For 2016 so far, that film is Sing Street.
Sing Street is both a musical, coming-of-age tale and a memoir of the 1985 UK new wave music scene. If, for some reason, you don't have fond memories of Duran Duran, the Clash, Squeeze, the Cure, Spandau Ballet, and Joe Jackson, then this tale of lower class teens both embracing and emulating the sounds of early alternative pop music is an excellent way to make them.
The story starts with gawky teen Cosmo (Ferida Walsh-Peedo) feeling out of place at his new Dublin catholic school because his family doesn't have enough money to buy the required black dress shoes. After inadvertently clashing with oppressive headmaster Brother Baxter (Don Wycherley), the boy's attention quickly turns to the enigmatic pop princess and self-proclaimed model Raphina (Lucy Boynton) smoking cigarettes across the street. To win her attention, Cosmo decides to form a rock band with his classmates and invites Penny to be the star attraction in their videos for songs he has yet to actually compose. The rest of the movie charts the rise and fall of their band Sing Street as it mutates through various stylistic incarnations to play a big show at the school dance.
Children performing in films can rapidly become trite and annoying, but that never happens here. Despite their minor ages, the principles are able to elicit pathos and genuine emotions for their characters without every seeming hackneyed. Whether they are timidly avoiding the school bully, courageously vying for individuality against the conformity of their school setting, composing tunes to woo the pretty girl or directly comforting the working class reality of their dysfunctional families imposed by 1985 Dublin, it all comes across as genuine and even heartwarming. The whole thing seems like a teen version of 1991's The Commitments, but with lower stakes, yet the same amount of heart.
The real star of Sing Street, however, is the music. While the film starts in the middle of the decade and progresses quickly through a year of sonic diversity, the soundtrack provides snippets of some of the best sounds of that era. The original songs performed by the teens could easily have waned into School of Rock territory, where the subject is vapid teen angst and classroom complaining, but these are performed with such conviction and panache, that never occurs. Even if the changing retro clothes and hairstyles may seem a little forced in the cramped story's timeline, the participants embrace them so eagerly as they search for identity, it always seems believable. A notable omission is the music of U2, especially odd given that Bono and the Edge were involved in the production, but perhaps the inclusion of Dublin's favorite sons on screen or via songs would have overshadowed the development of the fictional band's rise to grade-school glory.
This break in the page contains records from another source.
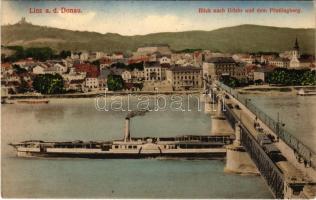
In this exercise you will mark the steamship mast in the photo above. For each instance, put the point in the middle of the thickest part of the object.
(127, 134)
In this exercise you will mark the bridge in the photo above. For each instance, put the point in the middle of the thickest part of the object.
(286, 164)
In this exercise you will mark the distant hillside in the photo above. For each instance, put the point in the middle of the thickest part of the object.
(243, 38)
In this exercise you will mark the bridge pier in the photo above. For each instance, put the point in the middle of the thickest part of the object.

Perhaps the best part of Sing Street is how the finale is handled. Both the romantic subplot and the ascendance of the band converge to a crescendo at the big school dance, and the story could have easily ended there with a classic 80s freeze frame of triumph ala Purple Rain, but the story instead goes on to offer a sweet open resolution for the characters.
If you want to hear some classic UK 80s music and distract yourself with a sweet story about love and the love of music, take yourself down to Sing Street and take a musical journey which will leave you with a goofy smile on your face.
Directed by John Carney
Starring Ferida Walsh-Peelo, Lucy Boynton, and Don Wycherley
149 minutes, Rated PG for strong language and some bullying, drug material and teen smoking.
Jonathan Rich is a freelance journalist, high school educator, and self-professed comic book nerd working in the Blue Ridge Mountains of western North Carolina. He writes about entertainment and pop culture for various print and web publications, including bleedingcool.com.